Corsair expects GPUs ‘will return to MSRP in the near term, perhaps discounted below’

Corsair expects the supply of graphics cards to improve greatly and prices to potentially fall below MSRP. I know it sounds too good to be true after more than a year of shortages and soaring prices, but we are starting to see things improve. As a company that builds PCs and sells components, Corsair probably also has a decent idea of ​​what’s going on behind the scenes.

“During the first quarter, GPU cards, which are the most expensive item in a gaming PC, were still at a high premium, around 150% of the MSRP, and even with that premium, we saw some build activity. Gaming PCs slightly higher than pre-pandemic and pre-GPU shortage levels,” said company CEO Andy Paul in an earnings statement.

“We expect GPU cards to return to MSRP in the near term, perhaps discounted below MSRP. With GPU and CPU products becoming available and reasonably priced, we expect to see an increase in activity from self-built gaming PCs in the second. 22 and 2023. We see a similar positive trend with Peripherals.”

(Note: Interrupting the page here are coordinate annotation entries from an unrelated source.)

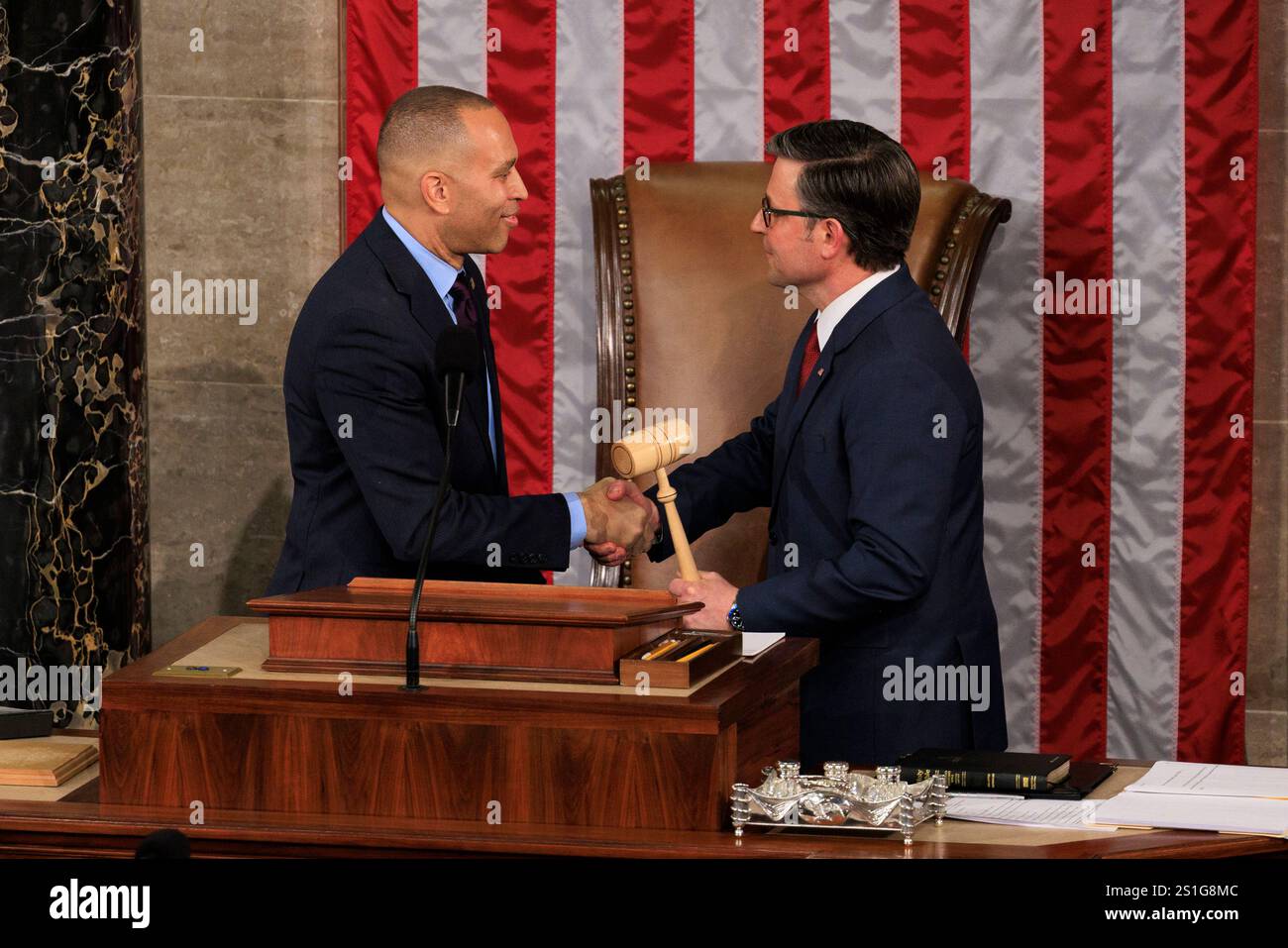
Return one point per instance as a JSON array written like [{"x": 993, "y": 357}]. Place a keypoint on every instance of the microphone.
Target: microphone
[{"x": 456, "y": 361}]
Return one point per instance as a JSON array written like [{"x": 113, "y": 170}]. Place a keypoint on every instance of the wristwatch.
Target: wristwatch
[{"x": 734, "y": 618}]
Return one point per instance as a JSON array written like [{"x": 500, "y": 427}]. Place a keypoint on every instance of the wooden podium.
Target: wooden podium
[{"x": 524, "y": 723}]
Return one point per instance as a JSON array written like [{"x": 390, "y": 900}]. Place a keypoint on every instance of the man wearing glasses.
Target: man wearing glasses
[{"x": 871, "y": 464}]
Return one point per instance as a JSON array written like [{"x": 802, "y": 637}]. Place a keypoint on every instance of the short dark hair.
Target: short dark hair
[
  {"x": 862, "y": 178},
  {"x": 425, "y": 119}
]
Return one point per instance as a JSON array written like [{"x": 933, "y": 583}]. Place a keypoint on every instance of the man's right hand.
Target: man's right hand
[{"x": 613, "y": 518}]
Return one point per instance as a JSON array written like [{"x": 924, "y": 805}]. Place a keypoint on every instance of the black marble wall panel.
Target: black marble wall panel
[{"x": 73, "y": 570}]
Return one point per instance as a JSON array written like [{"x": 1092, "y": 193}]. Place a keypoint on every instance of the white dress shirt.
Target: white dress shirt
[{"x": 832, "y": 313}]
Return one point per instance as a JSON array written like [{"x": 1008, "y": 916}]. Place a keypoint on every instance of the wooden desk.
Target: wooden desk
[
  {"x": 75, "y": 820},
  {"x": 77, "y": 826},
  {"x": 462, "y": 749}
]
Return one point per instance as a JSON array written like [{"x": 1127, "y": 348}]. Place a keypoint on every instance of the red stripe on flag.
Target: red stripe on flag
[
  {"x": 378, "y": 65},
  {"x": 798, "y": 63},
  {"x": 657, "y": 81},
  {"x": 1077, "y": 385},
  {"x": 520, "y": 80},
  {"x": 1220, "y": 292},
  {"x": 934, "y": 84},
  {"x": 934, "y": 89}
]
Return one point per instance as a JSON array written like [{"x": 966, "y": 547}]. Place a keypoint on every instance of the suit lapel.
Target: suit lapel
[
  {"x": 429, "y": 309},
  {"x": 877, "y": 300},
  {"x": 490, "y": 375}
]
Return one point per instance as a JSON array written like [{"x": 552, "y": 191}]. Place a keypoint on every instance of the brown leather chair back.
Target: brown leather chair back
[{"x": 688, "y": 322}]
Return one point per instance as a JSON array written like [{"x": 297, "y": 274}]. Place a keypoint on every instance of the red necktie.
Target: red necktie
[{"x": 810, "y": 359}]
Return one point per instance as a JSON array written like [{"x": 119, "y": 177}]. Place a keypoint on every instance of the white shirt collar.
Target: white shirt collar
[{"x": 833, "y": 312}]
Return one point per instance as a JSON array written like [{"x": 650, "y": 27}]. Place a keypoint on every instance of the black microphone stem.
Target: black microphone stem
[{"x": 412, "y": 639}]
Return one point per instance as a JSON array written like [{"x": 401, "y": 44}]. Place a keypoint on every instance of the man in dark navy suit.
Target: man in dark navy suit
[
  {"x": 364, "y": 408},
  {"x": 870, "y": 462}
]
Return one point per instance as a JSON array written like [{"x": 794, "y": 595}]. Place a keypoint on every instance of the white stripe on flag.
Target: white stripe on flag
[
  {"x": 1006, "y": 337},
  {"x": 864, "y": 40},
  {"x": 588, "y": 145},
  {"x": 1149, "y": 363},
  {"x": 728, "y": 81}
]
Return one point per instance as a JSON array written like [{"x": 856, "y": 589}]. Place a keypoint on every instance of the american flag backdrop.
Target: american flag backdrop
[{"x": 1119, "y": 445}]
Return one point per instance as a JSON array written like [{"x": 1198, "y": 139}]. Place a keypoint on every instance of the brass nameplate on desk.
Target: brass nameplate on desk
[
  {"x": 198, "y": 672},
  {"x": 679, "y": 659}
]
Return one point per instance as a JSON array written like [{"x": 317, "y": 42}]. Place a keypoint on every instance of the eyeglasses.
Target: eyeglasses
[{"x": 767, "y": 213}]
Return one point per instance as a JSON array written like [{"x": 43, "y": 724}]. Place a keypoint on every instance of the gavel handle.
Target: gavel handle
[{"x": 683, "y": 554}]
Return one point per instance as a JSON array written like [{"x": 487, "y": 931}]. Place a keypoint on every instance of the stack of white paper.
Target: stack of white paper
[
  {"x": 1065, "y": 814},
  {"x": 755, "y": 643},
  {"x": 1224, "y": 797}
]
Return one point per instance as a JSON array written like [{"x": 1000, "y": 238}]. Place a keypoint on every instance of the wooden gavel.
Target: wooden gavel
[{"x": 651, "y": 450}]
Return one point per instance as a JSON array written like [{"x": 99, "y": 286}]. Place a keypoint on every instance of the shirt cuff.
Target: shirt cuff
[{"x": 578, "y": 517}]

It’s not all doom and gloom for building PCs in 2022. But I think we’re starting to realize that. At the risk of sounding too optimistic when supply is anything but stable, we’ve noticed that graphics cards have started to return to what you might consider ‘normal’ levels recently. They’re not all there yet, but AMD’s RX 6900 XT is available below its MSRP at $949 at Neweggand most cards are at least a lot cheaper than they were a year ago, if not exactly at MSRP or below yet.

My fingers and toes are crossed for a rapid decline in price. If they fall apart, the PC building market is actually in a very good place – what a turnaround that would bring. It was really just the lack of GPUs that made building a PC a nightmare lately; we have a good selection of CPUs, SSDs and RAM to choose from in 2022.

Although I must say that not everyone believes we are completely out of the woods just yet. Intel CEO Pat Gelsinger still believes things will be tight for the chip market until 2024, which is a little later than he expected. As one of the largest global chipmakers, Intel has its finger on the pulse. Although it must be said that the effects of the wider constrained sourcing may not have as acute an effect on the GPU’s sourcing as it has hitherto. Other factors have contributed to the GPU shortage: demand for cryptocurrencies, gradual product increases for the latest chips, and insufficient protection from bots.

I’m choosing to remain cautiously optimistic, anyway.

As for Corsair, it looks pretty optimistic for next year. It reports its first few months of 2022 are down from last year by $380.7 million, but says it’s still above its pre-pandemic sales.